En su lúcida columna del sábado pasado, Rafael Spregelburd comparaba la versión ficcional que circula en Internet del interrogatorio al que fue sometido Ignazio Lula Da Silva con la estructura de los parlamentos en el teatro de Pinter, o Beckett, o...
Por lo que sabemos, el juez Sérgio Moro cometió la torpeza de señalarle al acusado que “minha convicção foi que o senhor é culpado”.
Al hacerlo, retrotrajo la relación entre verdad y formas jurídicas a los tiempos previos a la Democracia griega. Sabido es (lo demostró Foucault) que en la vieja y arcaica práctica de la prueba de la verdad, ésta no se establecía judicialmente por medio de una comprobación, un testigo o una indagación, sino por un juego de desafíos. Uno lanza un desafío, el otro debe aceptar el riesgo o renunciar a él. El descubrimiento final de la verdad quedaba, de ese modo, en manos de los dioses y sería Zeus, castigando el falso juramento, si fuese el caso, quien manifestaría con su rayo la verdad.
Después las cosas cambiaron y la verdad comenzó a construirse no sobre la base de juramentos, maldiciones y convicciones sino de testimonios y pruebas sensibles.
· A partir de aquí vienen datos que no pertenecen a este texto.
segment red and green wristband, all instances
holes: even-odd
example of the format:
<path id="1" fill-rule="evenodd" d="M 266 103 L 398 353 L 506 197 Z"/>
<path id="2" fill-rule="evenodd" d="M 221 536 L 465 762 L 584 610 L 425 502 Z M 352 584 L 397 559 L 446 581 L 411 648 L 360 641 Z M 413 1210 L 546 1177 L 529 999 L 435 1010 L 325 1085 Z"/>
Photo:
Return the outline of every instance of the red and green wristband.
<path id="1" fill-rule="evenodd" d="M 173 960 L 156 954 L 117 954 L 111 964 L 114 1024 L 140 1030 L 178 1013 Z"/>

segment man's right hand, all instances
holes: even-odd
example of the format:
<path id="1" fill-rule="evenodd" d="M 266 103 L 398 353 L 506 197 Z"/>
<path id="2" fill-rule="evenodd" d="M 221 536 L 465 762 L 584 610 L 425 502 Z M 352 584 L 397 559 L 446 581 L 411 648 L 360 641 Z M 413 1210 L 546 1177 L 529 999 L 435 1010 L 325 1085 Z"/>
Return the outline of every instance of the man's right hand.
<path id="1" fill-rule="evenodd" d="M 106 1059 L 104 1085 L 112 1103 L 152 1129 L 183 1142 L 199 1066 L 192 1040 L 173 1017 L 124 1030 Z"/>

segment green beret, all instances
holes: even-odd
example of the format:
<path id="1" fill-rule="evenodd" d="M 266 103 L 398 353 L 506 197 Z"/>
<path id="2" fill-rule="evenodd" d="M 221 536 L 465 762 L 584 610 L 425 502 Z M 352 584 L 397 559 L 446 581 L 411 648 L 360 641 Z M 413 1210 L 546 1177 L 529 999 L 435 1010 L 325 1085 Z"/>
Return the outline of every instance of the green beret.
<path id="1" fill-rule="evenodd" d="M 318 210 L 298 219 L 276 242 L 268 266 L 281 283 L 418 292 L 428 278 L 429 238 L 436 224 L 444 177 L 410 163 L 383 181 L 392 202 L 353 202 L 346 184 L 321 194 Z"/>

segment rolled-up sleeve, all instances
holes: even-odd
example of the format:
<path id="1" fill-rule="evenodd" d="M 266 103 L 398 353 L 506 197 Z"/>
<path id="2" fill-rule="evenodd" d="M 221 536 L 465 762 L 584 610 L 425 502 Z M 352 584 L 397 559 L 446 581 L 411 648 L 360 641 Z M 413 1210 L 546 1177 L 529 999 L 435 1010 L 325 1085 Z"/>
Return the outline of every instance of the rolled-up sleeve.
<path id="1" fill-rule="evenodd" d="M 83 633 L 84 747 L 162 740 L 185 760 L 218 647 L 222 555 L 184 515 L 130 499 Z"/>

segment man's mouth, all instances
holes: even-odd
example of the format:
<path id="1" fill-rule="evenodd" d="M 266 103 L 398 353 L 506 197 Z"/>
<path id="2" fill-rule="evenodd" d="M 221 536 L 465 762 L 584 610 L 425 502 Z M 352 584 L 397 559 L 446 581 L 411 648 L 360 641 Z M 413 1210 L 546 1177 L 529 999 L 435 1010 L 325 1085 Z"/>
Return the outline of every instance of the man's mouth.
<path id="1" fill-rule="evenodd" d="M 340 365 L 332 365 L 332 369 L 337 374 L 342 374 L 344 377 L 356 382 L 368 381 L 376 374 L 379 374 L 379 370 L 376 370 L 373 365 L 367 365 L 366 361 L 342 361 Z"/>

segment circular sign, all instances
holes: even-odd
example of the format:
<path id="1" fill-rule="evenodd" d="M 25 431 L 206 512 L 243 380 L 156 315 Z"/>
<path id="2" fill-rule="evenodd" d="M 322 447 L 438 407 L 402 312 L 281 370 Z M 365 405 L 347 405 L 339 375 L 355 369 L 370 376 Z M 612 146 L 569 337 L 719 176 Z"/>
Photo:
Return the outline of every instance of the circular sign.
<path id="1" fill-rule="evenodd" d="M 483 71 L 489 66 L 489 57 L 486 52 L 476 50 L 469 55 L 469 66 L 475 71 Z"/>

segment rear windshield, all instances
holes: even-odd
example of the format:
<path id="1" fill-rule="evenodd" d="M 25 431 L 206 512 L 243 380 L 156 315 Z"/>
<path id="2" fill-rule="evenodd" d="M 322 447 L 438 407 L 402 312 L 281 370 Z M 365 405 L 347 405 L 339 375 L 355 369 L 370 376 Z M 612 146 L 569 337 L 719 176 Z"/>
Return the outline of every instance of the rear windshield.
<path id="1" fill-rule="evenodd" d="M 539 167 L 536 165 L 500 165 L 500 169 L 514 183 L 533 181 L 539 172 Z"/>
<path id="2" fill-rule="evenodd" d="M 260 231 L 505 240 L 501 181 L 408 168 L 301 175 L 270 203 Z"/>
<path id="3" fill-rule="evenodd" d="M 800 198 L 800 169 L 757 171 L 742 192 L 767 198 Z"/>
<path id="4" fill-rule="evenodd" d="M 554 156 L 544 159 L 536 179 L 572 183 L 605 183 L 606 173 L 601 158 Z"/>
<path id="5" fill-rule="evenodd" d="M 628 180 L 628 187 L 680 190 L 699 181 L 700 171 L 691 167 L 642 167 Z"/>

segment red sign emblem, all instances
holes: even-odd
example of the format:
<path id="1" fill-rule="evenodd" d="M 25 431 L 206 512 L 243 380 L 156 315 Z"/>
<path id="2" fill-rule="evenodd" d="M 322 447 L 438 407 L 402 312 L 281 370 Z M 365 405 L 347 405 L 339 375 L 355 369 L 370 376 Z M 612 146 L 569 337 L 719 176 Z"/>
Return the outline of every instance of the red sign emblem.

Tal vez no convenga ir tan lejos y nos baste remitirnos a Franz Kafka, a quien se le fue la vida en describir el funcionamiento monstruoso de la Ley. En su relato “En la colonia penitenciaria”, le hace decir al Oficial que ejecuta las sentencias: “Mi principio fundamental es éste: la culpa es siempre indudable”.
En convicciones así de férreas se apoyó el fascismo.